# 300 king quad tranny problem ??



## TransAMdriv3r (Sep 8, 2010)

Hi Im new here, just got a 96' Suzuki kingquad 4x4 with the 300cc for free...anyway it seems like 3rd gear is slipping in the semi-auto transmission but all the rest of the gears seems fine as far as I can tell. what should I be looking for ?

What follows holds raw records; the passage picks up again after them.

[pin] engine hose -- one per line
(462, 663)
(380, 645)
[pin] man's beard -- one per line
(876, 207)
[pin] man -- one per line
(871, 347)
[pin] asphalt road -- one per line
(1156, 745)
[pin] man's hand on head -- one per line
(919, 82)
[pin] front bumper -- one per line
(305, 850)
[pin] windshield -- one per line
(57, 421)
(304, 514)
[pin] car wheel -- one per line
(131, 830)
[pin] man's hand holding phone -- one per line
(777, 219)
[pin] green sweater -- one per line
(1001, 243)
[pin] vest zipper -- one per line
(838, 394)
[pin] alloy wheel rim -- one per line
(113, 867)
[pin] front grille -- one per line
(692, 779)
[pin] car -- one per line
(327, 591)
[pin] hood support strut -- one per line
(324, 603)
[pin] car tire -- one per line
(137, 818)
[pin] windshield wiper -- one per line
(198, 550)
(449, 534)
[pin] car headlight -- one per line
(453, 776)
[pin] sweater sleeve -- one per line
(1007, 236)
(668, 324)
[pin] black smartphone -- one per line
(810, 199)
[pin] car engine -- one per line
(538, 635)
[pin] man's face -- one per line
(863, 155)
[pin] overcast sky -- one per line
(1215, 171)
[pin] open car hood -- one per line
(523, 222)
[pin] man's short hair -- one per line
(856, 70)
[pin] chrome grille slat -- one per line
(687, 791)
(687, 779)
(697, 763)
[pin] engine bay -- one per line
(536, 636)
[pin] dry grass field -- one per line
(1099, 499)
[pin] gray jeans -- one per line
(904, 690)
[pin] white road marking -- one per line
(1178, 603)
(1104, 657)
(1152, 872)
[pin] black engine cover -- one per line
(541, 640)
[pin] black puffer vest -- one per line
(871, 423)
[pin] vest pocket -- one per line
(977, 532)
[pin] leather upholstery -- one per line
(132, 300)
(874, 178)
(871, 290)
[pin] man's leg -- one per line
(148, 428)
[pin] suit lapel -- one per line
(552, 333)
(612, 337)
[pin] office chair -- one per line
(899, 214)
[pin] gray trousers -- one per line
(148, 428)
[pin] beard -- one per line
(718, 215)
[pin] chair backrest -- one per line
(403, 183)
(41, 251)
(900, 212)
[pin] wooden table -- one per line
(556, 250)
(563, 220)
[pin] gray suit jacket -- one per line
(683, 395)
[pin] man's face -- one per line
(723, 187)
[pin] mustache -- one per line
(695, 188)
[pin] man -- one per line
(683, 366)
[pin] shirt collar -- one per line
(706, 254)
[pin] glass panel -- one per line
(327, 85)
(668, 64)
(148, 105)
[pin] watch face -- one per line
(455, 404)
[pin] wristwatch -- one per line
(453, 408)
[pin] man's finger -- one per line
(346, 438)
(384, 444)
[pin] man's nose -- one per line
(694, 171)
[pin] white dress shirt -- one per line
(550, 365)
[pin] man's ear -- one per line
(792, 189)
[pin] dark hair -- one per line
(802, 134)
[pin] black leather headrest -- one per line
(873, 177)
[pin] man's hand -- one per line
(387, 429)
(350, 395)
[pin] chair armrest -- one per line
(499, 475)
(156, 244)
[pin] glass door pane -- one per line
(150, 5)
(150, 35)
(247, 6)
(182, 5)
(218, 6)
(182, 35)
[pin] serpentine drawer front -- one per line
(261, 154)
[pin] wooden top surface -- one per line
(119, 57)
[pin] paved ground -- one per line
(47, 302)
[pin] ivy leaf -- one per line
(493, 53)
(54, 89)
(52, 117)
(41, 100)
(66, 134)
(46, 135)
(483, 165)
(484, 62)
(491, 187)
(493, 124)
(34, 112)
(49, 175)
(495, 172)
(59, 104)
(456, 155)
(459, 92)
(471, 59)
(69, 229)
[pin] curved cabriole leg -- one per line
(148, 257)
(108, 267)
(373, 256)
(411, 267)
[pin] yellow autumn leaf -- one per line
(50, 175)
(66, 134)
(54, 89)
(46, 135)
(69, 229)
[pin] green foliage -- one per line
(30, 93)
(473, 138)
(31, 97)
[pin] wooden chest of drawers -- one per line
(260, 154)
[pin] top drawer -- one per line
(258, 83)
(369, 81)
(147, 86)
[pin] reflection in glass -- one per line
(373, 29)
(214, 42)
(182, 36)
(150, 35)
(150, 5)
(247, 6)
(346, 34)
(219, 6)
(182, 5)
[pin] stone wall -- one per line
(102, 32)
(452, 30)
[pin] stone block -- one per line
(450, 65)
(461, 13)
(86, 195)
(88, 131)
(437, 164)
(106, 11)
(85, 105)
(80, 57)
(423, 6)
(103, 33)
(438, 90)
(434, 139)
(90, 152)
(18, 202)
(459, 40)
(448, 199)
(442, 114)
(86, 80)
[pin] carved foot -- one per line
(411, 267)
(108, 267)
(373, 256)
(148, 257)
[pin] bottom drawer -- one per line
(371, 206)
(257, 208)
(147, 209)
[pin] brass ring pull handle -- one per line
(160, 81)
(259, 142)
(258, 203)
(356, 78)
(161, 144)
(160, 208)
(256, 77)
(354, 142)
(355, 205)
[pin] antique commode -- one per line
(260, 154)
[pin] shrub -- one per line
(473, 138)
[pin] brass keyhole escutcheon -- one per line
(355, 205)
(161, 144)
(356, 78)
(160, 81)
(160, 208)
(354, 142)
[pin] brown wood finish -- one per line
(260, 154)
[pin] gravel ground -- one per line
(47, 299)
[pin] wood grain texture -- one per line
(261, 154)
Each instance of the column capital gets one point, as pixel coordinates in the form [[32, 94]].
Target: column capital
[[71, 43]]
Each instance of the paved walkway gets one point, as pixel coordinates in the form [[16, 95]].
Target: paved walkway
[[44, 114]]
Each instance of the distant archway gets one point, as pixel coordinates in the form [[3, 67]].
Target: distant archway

this quad also seems to dog going up hills, I cant get up steep hills in anything more than 1-2 gear, maybe this has something to do with it ??? didnt seem like it was slipping during my ride the other day it would just bog the engine down terrible, and today I took it for a ride and under heavy throttle 3rd slips.


----------



## Bootlegger (Dec 18, 2008)

Those are the first true 4x4 with diff lock...nice bike. I would look into rebuilding the clutches in it. You will just have to pull it apart and take a look at it. see if you can find you a manual for it. I will look and see if I can find one for you.


----------



## TransAMdriv3r (Sep 8, 2010)

Bootlegger said:


> Those are the first true 4x4 with diff lock...nice bike. I would look into rebuilding the clutches in it. You will just have to pull it apart and take a look at it. see if you can find you a manual for it. I will look and see if I can find one for you.


Yeah its slow but in low range and diffs locked i dont think anything can stop it except really deep water/mud.
But...I adjusted the clutch alittle bit after searching some more on the forums and seemed to help some. Ill just ride it like that for awhile and see if it gets worse and requires a rebuild.


----------